The ZFN and TALEN people had already shown us how to go about it. Take a protein and get it to work in the eukaryotic cell nucleus. The idea that you'd have to put a nuclear localization signal, codon optimize the constructs, this was all out there. This was why, in early 2013, it wasn't just Church and Zhang in Science, there were other papers published very shortly after, ours included ⁶ —all converged on the same set of parameters for how to put this to work. There were some slight differences, but the recipe turned out more or less the same.

Davies: You ended your 2019 TED talk back in your hometown talking about human embryos. Do you talk with Jennifer about that? Do you think there is a path forward or is the genie out of the bottle?

Jínek: I agree with the consensus position that it's too early to think about germline genome editing for any purpose. Personally, I could imagine it being used in the few instances where there's a clear medical need, but this would apply only to very few cases: a tiny minority of parents who, due to some combination of genetic defects, would not ever be able to have healthy children.
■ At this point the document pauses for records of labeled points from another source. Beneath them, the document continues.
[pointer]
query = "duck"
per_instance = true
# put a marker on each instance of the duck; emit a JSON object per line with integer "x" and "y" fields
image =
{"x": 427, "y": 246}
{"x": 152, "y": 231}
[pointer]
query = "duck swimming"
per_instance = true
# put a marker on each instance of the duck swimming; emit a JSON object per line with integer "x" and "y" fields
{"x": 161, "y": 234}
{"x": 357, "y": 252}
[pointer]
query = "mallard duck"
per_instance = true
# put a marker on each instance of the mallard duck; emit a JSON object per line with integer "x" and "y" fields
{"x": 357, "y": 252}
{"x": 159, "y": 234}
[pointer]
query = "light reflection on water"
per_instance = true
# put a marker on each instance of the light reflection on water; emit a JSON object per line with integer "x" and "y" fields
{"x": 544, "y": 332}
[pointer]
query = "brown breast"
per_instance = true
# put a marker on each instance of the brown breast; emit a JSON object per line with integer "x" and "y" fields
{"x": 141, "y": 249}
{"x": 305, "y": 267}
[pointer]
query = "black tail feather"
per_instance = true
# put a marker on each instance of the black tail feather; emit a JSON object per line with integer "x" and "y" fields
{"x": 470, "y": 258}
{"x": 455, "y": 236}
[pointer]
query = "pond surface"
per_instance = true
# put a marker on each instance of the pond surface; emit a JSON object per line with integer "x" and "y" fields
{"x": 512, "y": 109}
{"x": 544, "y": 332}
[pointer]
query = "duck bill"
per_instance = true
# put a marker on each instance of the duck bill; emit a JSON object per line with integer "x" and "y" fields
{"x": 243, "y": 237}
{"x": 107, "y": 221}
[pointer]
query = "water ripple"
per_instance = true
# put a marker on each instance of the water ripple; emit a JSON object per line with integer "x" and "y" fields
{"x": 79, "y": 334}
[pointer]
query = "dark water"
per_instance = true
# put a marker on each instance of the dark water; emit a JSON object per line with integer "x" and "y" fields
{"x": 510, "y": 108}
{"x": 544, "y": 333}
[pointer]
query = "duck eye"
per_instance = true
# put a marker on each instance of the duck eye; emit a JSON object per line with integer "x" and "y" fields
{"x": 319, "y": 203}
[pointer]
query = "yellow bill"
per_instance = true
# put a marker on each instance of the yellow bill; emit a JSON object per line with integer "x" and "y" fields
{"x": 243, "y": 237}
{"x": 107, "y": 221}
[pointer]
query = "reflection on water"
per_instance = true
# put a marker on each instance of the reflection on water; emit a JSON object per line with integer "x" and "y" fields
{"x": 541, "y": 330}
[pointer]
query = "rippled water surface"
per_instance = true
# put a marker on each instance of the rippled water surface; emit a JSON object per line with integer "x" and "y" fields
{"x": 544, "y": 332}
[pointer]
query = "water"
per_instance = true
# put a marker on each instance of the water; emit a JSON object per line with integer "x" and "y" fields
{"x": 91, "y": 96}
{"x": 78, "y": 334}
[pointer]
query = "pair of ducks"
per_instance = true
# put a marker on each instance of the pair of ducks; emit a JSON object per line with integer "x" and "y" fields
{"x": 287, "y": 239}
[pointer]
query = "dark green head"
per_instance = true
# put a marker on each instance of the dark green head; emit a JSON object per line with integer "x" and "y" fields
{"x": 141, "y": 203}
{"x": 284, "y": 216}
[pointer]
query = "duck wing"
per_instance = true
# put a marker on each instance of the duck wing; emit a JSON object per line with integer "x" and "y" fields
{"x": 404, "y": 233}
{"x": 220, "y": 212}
As for using germline editing for human enhancement, I don't think that we should be going down that path. You could argue it's easy for me to say this, now that I'm in Switzerland, where there's a constitutional ban on germline editing and very strong consensus in society against it. Switzerland has direct democracy. So, to change something like this, you'd have to change the mind of the entire electorate. I agree with Jennifer that we'll have to try to build upon the current consensus, and I think that there should be an internationally agreed regulatory framework. But there'll always be outliers—renegades who might want to go against it.

Davies: What is your major focus in your new lab in Zurich, and what are you most excited about?

Jínek: We still enjoy working on Cas9 and Cas12. It's not like I've given up on those. I like the fact that I've been able collaborate with people who continue to develop CRISPR technologies, even though I wouldn't consider myself a technology developer. A case in point is our recent collaboration with Caribou Biosciences on the off-target activity of Cas9.

We have also been really fascinated by type III CRISPR-Cas systems that use signaling molecules to make connections with other pathways. We have been in competition with the Šikšnys lab again, as fate would have it. I'm also very excited by the work that Rotem Sorek is doing on non-CRISPR genome defense pathways and by Sam Sternberg's work on CRISPR-associated transposons. There's still so much to be discovered!